The posts from 20-28 March 2014 were originally formatted for Tumblr. Click here to see the original blog.
Obscuring or revealing the Gospel?
The Church of the Resurrection, as it is called by eastern churches, or the Church of the Holy Sepulchre, as it is more functionally called by western churches, stands on holy ground. It embraces two sites only 30m apart that were recognised by fourth century Emperor Constantine as the most likely places of crucifixion and burial (and of course, resurrection) of Jesus. Both Jesus’ death and burial were on open ground outside of the city wall but now this site is enclosed and filled with religious paraphernalia. A painted ‘cardboard’ Jesus hangs from a cross adorned with a silver crown surrounded by candles. And it seems to obscure a story of tears and loss and pain.

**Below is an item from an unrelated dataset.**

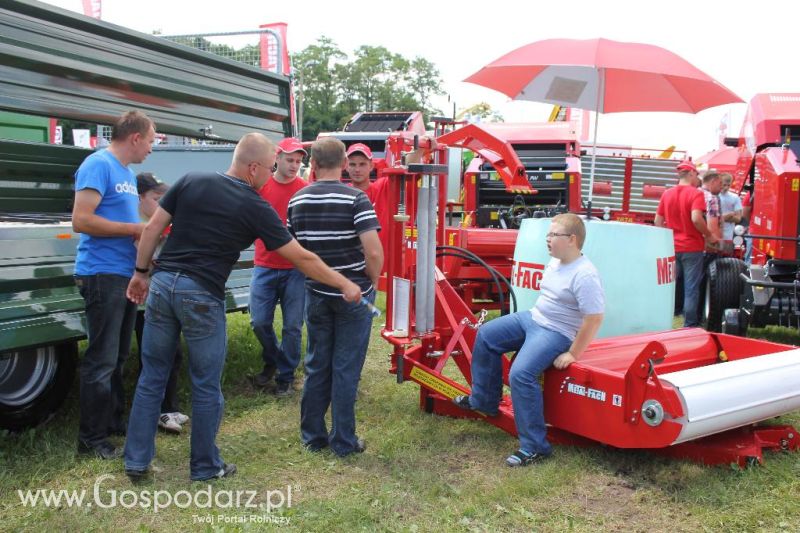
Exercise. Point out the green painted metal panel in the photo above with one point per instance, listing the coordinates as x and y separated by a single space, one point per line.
37 178
19 127
57 63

30m away from the gallery in which the cross stands on a rocky mound are the remains of a tomb encapsulated in an aedicule and surrounded by scaffolding and 7m high candle sticks with fluorescent light bulbs on top. It is a far cry from any form of garden but still there is a sense that this is where the events of Christ’s passion happened so crowds throng to share something of the space.
Votive lights bear testimony to real prayer being made in this place of chaos and confusion where many Christian traditions hang their symbols.
With Muslim friends we have been unpacking the Holy Land as the fifth of the Christian Gospels – but it really is quite difficult to read.